The U.S. auto insurance market continues to evolve rapidly, and the second quarter of 2025 brought a mix of momentum and moderation. 

While the industry is still riding the wave of record-breaking auto insurance shopping activity from the past two years, the sharp increases it has seen over the past few years are beginning to cool, as shopping growth hurdles over 2024 numbers. 

Yet, the market remains dynamic, with consumer behavior, rate changes and channel preferences playing pivotal roles.

Auto shopping is still ‘hot’ but down from the previous year

In the second quarter of 2025, auto insurance shopping activity was classified as “hot,” with a 9.4% quarterly year-over-year increase. This marks a slowdown from the 16% surge in the first quarter but still reflects strong consumer engagement. 

Meanwhile, new policy growth entered “warm” territory, rising 3.6% compared to the same period last year — a dip from the 8.4% growth recorded in the previous quarter.

This suggests that while consumers are still actively shopping for insurance, the shopping frenzy of recent quarters may be settling into a more sustainable rhythm. The market is adjusting, but it’s far from stagnant.

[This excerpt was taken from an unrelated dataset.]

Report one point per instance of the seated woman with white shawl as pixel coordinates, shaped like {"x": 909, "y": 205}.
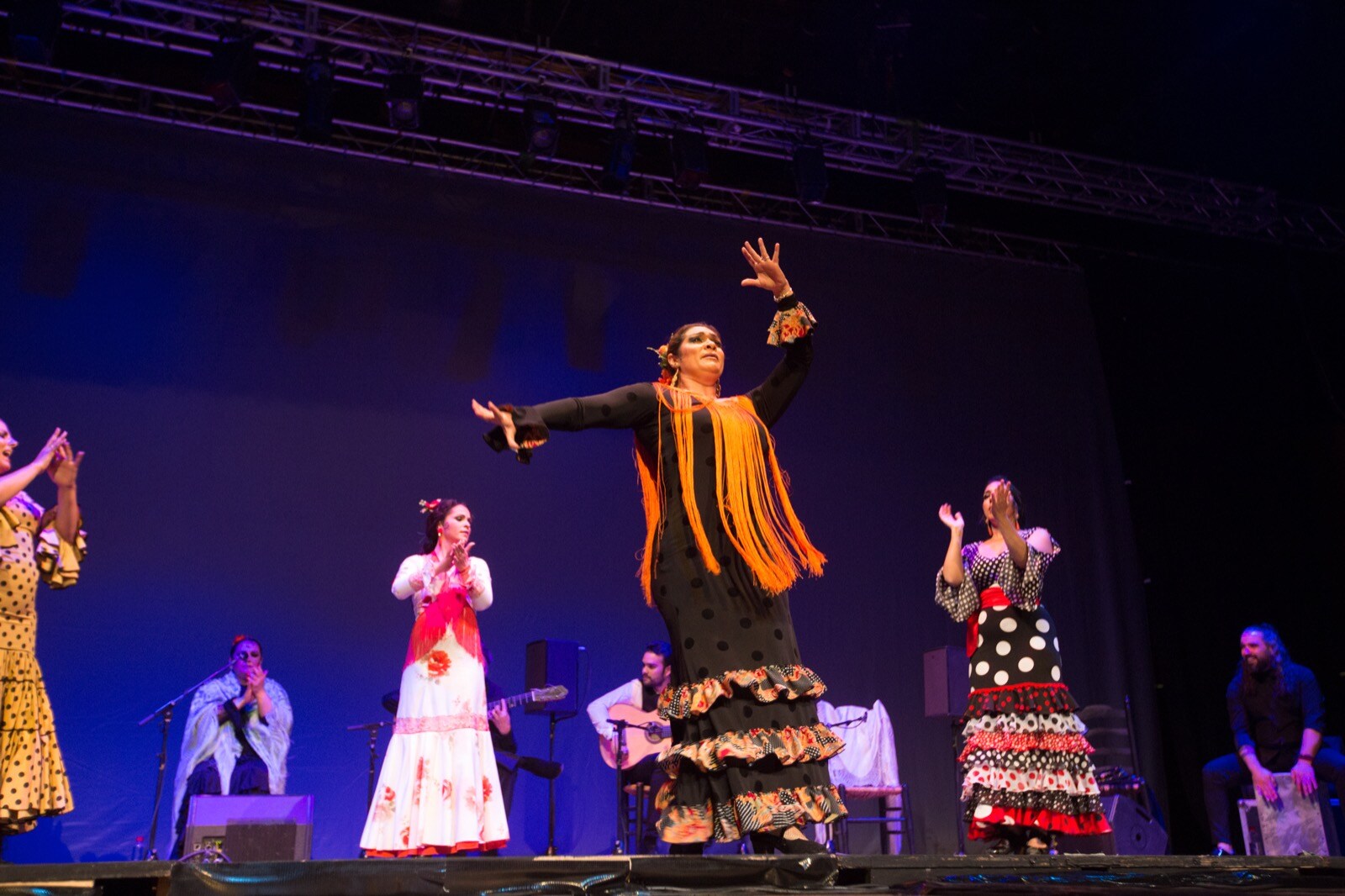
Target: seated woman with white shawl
{"x": 237, "y": 736}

Direct-to-consumer channel sees 23% growth

One of the most striking trends in Q2 2025 was the continued dominance of the direct-to-consumer channel. 

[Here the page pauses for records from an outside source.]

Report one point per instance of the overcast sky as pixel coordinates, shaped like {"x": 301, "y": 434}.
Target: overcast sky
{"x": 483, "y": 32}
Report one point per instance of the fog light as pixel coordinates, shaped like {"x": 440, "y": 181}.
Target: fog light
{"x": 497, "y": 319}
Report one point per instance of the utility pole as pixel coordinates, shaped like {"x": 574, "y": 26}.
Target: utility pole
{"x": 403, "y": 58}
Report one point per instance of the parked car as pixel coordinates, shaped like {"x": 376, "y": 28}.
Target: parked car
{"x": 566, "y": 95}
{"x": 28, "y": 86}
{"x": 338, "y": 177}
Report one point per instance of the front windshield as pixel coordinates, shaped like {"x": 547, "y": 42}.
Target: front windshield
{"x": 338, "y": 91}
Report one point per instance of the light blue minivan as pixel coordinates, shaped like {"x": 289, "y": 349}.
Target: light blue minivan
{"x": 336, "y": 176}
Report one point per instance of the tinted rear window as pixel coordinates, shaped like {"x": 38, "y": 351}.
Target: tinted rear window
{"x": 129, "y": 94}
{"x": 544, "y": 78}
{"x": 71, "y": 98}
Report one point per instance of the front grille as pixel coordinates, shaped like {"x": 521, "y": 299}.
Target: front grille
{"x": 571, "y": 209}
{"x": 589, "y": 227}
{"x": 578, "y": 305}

Consumers overwhelmingly chose this channel for the eighth consecutive quarter compared to using exclusive or independent agents, posting an impressive 22.8% quarterly year-over-year growth. 

This growth is likely the result of more insurers re-igniting marketing engines and increasing underwriting appetites.

New Jersey, Texas, California, Florida lead the nation in shopping

Geography played a significant role in shaping the Q2 2025 insurance landscape. States like New Jersey (33%), Texas (17%), California (16%) and Florida (9%) led the nation in shopping volume. With their large consumer bases, these populous states helped offset slower growth in other regions.

Interestingly, only two states – Hawaii and New Jersey – achieved shopping growth of 20% or higher in Q2 2025, compared to 10 states in the previous quarter.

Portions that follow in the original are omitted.